Wir machen uns auf den Weg zum Praia da Iracema, der Vergnügungsmeile Fortalezas, berühmt durch die dort ansässige Pirata-Bar, die den "wildesten Montag Brasiliens" verspricht und wo sich bei viel Forró-Musik Herren mittleren Alters, zumeist europäischer oder argentinischer Herkunft, mit den jugendlich-weiblichen Schönheiten Fortalezas treffen. Nicht nur das Stadtzentrum, sondern auch der Praia da Iracema hat in den letzten Jahren viel von seinem einstigen Charme eingebüßt. Wo man sich vor einigen Jahren noch traf, um zu auf der Gitarre gezupften Perlen der brasilianischen Musik ein erfrischendes Bier zu trinken, tummeln sich jetzt dunkle Gestalten, Drogenabhängige und Prostituierte. In einer Seitenstraße finden wir ein angenehmes Restaurant, von wo aus wir die fünf am ganzen Körper mit silbernem Lack angemalten Kinder beobachten. Außer einer Badehose tragen sie nichts, und bis in die Haarspitzen hinauf glänzen sie. Von Tisch zu Tisch gehen sie mit aufgehaltener Hand, doch die Kellner vertreiben sie. Man sieht das Erschrecken in den Augen der Gäste, sobald sich eines dieser Kinder nähert. "Vor ein paar Monaten waren französische Straßenkünstler hier in Fortaleza", erklärt ein Freund, "und sie haben sich vom Kopf bis zu den Füßen silbern angemalt, in die Fußgängerzone gestellt, starr wie Statuen. Sobald jemand an ihnen vorbeiging, haben sie die Leute erschreckt. Damit haben sie richtig Geld gemacht. Seitdem versuchen diese Kinder, es ihnen nach zu machen, malen sich jeden Tag mit silbernem Lack an und betteln. Wie lange sie das überleben werden, wer weiß?"

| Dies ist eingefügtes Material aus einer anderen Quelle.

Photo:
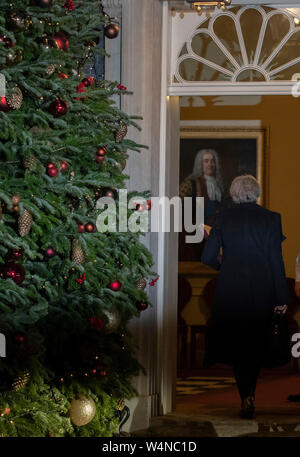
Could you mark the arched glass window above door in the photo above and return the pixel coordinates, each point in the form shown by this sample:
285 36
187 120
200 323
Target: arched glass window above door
243 44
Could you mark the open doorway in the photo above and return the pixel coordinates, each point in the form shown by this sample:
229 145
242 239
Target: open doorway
248 137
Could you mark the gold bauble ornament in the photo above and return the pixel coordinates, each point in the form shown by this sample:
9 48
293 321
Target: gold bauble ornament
51 69
18 20
77 253
114 319
121 132
14 57
30 162
21 380
15 98
123 165
82 410
15 199
25 222
141 284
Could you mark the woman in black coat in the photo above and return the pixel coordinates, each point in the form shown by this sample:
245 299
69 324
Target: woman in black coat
251 285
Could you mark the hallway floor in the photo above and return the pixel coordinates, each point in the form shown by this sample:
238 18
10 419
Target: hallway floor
208 404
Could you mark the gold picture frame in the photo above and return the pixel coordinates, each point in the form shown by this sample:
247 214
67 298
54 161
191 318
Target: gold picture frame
261 135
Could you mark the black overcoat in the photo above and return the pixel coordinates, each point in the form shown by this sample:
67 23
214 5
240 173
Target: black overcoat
251 282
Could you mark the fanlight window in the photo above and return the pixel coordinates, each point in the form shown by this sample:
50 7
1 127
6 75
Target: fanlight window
243 44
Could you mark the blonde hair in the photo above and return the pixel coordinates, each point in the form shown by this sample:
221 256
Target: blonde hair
245 189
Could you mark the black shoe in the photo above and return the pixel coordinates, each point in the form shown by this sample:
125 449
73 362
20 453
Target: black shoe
247 409
295 398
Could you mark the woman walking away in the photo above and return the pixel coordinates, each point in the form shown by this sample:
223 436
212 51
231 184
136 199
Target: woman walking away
251 286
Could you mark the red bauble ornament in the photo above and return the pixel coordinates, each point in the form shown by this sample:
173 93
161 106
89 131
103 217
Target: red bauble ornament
4 106
43 3
52 170
50 253
61 40
58 108
70 5
13 271
90 227
139 207
8 42
100 159
110 193
97 323
115 285
63 76
111 30
101 151
89 81
6 411
16 254
141 306
64 166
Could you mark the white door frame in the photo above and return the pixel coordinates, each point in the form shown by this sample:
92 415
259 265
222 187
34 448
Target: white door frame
168 186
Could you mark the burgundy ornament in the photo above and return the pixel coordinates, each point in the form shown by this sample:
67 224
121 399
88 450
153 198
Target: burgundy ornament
14 271
58 108
4 106
111 31
100 159
64 166
43 3
115 285
8 42
52 170
89 81
90 227
50 252
61 41
141 306
110 193
101 151
16 254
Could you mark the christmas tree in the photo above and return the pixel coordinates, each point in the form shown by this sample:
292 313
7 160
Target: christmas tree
67 290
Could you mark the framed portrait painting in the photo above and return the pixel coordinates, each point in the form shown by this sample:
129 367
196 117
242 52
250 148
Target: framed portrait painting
213 157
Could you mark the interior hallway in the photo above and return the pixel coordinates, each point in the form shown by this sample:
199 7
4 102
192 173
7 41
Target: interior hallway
214 411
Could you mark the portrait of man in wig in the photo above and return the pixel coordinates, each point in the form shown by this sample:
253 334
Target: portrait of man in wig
205 181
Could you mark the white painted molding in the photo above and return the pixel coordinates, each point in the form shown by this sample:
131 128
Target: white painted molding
225 123
182 5
221 88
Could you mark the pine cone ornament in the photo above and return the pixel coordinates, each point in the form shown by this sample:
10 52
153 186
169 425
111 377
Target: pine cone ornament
15 98
77 253
21 380
25 222
121 132
51 69
141 284
30 162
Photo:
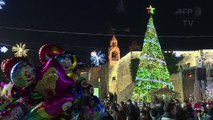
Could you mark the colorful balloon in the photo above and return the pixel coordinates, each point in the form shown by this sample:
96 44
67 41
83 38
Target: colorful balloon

Zurück aus der Stadt, kehren wir noch in die kleine Bar um die Ecke ein, wo Musik von der Band "Calcinha Preta – Schwarzes Unterhöschen" aus den Lautsprechern quirlt. "Mestre da Batida" – der Meister der Mixgetränke nennt sich die Bar vielversprechend. Sogar "Batida de cebola", ein Zwiebelbatida, steht auf der Karte und macht uns neugierig. Als er zwanzig Minuten nach der Bestellung immer noch nicht serviert wird, fragen wir nach. "Den Zwiebelbatida können wir heute leider nicht machen, da uns die Erdbeeren ausgegangen sind." Verdutzt gehen wir nach Hause, wo uns schon die über die Dachlatten dahintrippelnde Mäusefamilie erwartet.